Ver. 16. +That He might reconcile both unto God.+--The word "reconcile" implies "a _restitution_ to a state from which they had fallen, or which was potentially theirs, or for which they were destined" (_Lightfoot,_ Col. i. 20). +The cross having slain the enmity.+--Gentile authority and Jewish malevolence met in the sentence to that painful death; and both Gentile and Jew, acknowledging the Son of God, shall cease their strife, and love as brethren.
Ver. 17. +Came and preached peace.+--By means of His messengers, as St. Paul tells the Galatians that Christ was "evidently set forth crucified amongst them." +To you afar off, and to them that were nigh.+--Isaiah's phrase (Isa. lvii. 19). The Christ uplifted "out of the earth" draws _all men_ to Him.
Ver. 18. +For through Him we both have access.+--St.

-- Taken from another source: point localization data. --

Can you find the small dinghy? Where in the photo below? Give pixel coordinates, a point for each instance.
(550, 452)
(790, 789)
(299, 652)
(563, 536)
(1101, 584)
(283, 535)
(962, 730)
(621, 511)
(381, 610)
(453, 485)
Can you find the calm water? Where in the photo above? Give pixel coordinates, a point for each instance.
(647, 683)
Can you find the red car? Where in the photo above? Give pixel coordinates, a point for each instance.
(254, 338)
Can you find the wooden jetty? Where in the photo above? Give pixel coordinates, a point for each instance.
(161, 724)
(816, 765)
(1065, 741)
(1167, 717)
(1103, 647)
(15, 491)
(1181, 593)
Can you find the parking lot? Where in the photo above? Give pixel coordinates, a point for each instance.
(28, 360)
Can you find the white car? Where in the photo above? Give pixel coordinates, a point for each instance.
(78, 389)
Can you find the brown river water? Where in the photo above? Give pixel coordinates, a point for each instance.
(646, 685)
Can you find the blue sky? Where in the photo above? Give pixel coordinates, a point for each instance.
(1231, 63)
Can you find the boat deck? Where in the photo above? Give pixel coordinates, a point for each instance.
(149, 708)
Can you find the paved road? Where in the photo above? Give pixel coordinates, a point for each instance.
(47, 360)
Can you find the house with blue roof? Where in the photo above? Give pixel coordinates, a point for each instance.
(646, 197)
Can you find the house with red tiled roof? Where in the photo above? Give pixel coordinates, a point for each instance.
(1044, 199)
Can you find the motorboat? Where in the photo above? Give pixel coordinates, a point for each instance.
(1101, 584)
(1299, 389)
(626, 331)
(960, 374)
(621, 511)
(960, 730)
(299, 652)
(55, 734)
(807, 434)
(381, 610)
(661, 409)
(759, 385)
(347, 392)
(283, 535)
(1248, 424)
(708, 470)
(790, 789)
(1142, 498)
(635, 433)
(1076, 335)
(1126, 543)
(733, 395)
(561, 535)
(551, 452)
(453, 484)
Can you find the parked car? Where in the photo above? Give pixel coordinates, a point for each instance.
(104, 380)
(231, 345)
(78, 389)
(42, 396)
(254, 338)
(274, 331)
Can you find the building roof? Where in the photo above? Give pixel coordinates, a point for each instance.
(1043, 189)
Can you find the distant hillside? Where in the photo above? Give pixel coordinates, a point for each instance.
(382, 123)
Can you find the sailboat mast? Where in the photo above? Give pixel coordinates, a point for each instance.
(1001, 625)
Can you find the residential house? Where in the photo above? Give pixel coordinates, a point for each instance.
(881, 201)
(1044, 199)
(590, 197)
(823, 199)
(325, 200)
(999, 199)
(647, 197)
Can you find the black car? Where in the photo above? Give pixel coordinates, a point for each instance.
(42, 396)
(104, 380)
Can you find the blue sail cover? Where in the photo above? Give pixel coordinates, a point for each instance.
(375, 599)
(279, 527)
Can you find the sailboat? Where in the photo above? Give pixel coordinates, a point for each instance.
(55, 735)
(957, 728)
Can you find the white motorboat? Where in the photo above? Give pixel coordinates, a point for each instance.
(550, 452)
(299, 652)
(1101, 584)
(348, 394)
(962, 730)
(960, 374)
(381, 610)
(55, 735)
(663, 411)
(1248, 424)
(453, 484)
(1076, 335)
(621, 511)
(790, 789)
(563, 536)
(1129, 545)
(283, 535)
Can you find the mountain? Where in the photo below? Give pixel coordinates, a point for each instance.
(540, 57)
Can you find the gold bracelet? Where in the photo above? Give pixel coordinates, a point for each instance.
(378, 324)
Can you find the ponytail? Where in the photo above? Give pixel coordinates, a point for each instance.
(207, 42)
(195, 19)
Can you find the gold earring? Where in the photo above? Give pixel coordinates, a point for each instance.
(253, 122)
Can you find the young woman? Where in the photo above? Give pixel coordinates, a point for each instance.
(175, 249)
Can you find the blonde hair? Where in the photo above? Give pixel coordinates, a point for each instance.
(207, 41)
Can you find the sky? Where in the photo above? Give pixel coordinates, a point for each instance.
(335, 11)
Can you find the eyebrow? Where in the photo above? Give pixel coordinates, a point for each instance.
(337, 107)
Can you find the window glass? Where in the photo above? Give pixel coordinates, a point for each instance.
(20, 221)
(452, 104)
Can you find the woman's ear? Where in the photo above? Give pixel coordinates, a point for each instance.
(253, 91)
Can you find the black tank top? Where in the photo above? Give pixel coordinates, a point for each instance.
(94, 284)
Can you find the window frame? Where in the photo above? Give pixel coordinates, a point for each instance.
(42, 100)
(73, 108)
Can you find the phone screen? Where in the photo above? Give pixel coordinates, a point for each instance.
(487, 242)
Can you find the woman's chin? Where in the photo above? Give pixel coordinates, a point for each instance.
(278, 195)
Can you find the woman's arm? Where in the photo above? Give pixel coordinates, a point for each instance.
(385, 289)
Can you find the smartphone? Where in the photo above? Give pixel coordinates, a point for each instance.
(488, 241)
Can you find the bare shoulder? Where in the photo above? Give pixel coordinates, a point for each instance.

Paul's way of proclaiming His Master's saying, "I am the door; by Me if _any man_ enter in he shall be saved"; including the other equally precious, "I am the way: no man cometh unto the Father but by Me." "Access" here means "introduction."
Ver. 19. +So then.+--Inference of vers. 14-18. +Strangers and foreigners.+--By the latter word is meant those who temporarily abide in a place, but are without the privileges of it. There is a verb "to parish" in certain parts of England which shows how a word can entirely reverse its original meaning. It not only means "to adjoin," but "to belong to." +Fellow-citizens with the saints.+--Enjoying all civic liberties, and able to say, "This is my own, my native land," when he finds "Mount Zion and the city of the living God" (cf. Heb. xi. 13, 14). +And of the household of God.+--The association grows more intimate. The words might possibly mean "domestics of God" (Rev.